Unlimited TAG coverage was established by the FDIC in October 2008 to help stabilize the banking system and protect depositors. Congress voted in 2010 to modify and extend the program through 2012; however, because the financial system has stabilized, Congress is considering letting it expire.

The FDIC released data Tuesday that shows as of June 30, approximately $1.4 trillion in bank deposits are insured by the TAG program, with $212 billion held by banks with fewer than $15 billion in assets.
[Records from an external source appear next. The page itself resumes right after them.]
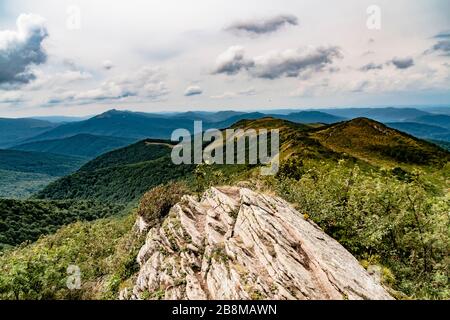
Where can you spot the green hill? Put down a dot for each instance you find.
(375, 143)
(21, 185)
(146, 150)
(39, 162)
(83, 145)
(122, 175)
(13, 131)
(27, 220)
(356, 179)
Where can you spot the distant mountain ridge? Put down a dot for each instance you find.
(84, 145)
(125, 174)
(14, 131)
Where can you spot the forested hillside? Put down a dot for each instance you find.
(27, 220)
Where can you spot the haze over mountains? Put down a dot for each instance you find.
(350, 175)
(75, 141)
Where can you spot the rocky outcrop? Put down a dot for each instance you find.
(238, 244)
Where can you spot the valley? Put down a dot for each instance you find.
(89, 199)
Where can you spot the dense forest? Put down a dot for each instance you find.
(388, 209)
(27, 220)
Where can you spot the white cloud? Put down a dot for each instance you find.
(11, 97)
(232, 94)
(193, 91)
(146, 83)
(276, 64)
(263, 25)
(107, 65)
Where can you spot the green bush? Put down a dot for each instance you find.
(156, 203)
(375, 213)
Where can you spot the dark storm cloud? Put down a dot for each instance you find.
(263, 26)
(288, 63)
(22, 48)
(232, 61)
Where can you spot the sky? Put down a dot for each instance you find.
(84, 57)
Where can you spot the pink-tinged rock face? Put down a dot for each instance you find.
(238, 244)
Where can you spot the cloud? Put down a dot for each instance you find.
(107, 65)
(371, 66)
(263, 26)
(147, 83)
(11, 97)
(230, 94)
(22, 48)
(443, 45)
(402, 63)
(291, 63)
(232, 61)
(277, 64)
(193, 91)
(443, 34)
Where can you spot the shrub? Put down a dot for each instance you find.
(156, 203)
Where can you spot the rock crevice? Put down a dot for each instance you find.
(238, 244)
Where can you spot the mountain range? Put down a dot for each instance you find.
(113, 204)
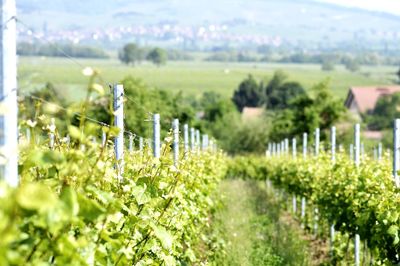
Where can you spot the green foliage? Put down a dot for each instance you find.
(157, 56)
(385, 111)
(327, 65)
(131, 54)
(361, 200)
(280, 93)
(248, 94)
(71, 208)
(307, 113)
The community bank figure reflects an increase of $10 billion from first quarter 2012 and a $32.6 billion increase from one year ago.

CUNA Chief Economist Bill Hampel said according to his organization's statistics, banks with less than $10 billion in assets – a figure used by the Federal Reserve, CFPB and other regulators to distinguish large institutions from small – held $123 billion in TAG-insured deposits as of June 30.
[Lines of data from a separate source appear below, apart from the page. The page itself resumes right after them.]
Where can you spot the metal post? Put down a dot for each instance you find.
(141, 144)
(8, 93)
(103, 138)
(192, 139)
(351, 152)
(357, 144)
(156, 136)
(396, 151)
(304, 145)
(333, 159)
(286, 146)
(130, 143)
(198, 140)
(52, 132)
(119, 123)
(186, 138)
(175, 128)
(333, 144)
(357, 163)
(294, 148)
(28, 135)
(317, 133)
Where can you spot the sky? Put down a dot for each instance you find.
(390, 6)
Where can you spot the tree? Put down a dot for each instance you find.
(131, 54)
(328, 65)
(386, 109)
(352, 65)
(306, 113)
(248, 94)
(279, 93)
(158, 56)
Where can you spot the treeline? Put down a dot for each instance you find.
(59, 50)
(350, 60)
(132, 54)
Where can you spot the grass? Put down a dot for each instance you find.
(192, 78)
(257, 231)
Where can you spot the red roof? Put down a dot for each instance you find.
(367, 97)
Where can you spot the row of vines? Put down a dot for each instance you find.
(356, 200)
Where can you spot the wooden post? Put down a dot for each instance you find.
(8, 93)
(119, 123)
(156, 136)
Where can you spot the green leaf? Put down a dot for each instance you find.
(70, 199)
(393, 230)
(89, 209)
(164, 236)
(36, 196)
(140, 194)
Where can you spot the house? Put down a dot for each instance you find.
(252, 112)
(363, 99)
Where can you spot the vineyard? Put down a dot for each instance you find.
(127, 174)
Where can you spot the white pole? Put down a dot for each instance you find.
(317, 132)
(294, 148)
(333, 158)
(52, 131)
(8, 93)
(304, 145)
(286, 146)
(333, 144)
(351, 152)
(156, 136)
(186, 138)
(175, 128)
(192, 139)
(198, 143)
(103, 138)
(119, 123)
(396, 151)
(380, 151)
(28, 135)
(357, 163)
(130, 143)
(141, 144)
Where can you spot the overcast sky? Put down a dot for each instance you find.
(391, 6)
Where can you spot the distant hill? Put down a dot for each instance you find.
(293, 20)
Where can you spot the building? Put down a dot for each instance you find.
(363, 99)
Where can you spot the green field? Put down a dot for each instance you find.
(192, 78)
When you compare that against total deposits held by small banks, it represents just 4.5%. That figure invalidates the ICBA's claim that the deposits are needed to fund business loans, Hampel said, because small banks also are reporting an aggregate 74% loan-to-deposit ratio.

“In the worst of cases, if TAG were not renewed, and all of that money flowed out of community banks, they could cover it with investments, still make business loans, and still have a very substantial investment cushion,” Hampel said.

Merski backed off from an ICBA claim in a release that community banks use “TAG deposit liquidity to support local lending.” However, he said the expiration of TAG would nonetheless affect liquidity, because account holders like municipalities or businesses with large payroll accounts could move their business to large banks.

The big banks wouldn't have TAG coverage either, but because they have been deemed too big to fail, they pose less risk in the event of another financial crisis.

And, Merski added, those large account holders are also good borrowers, and would take their business loans with them, too.

The threat of losing those customers is an uncertainty Hampel said he wouldn't want to deal with if he ran a community bank, and added it isn't fair that big banks have the “too big to fail” advantage over their smaller counterparts.

However, the CUNA economist said he doesn't think customers would move their business because big banks aren't as accommodating as community banks when it comes to business lending.

“Part of the reason they have deposits is because they have good lending, so as long as they keep lending they will keep those deposits,” Hampel said.

The CUNA executive added the current cap on credit union member business lending has more of a negative effect on the economy than the expiration of the TAG program.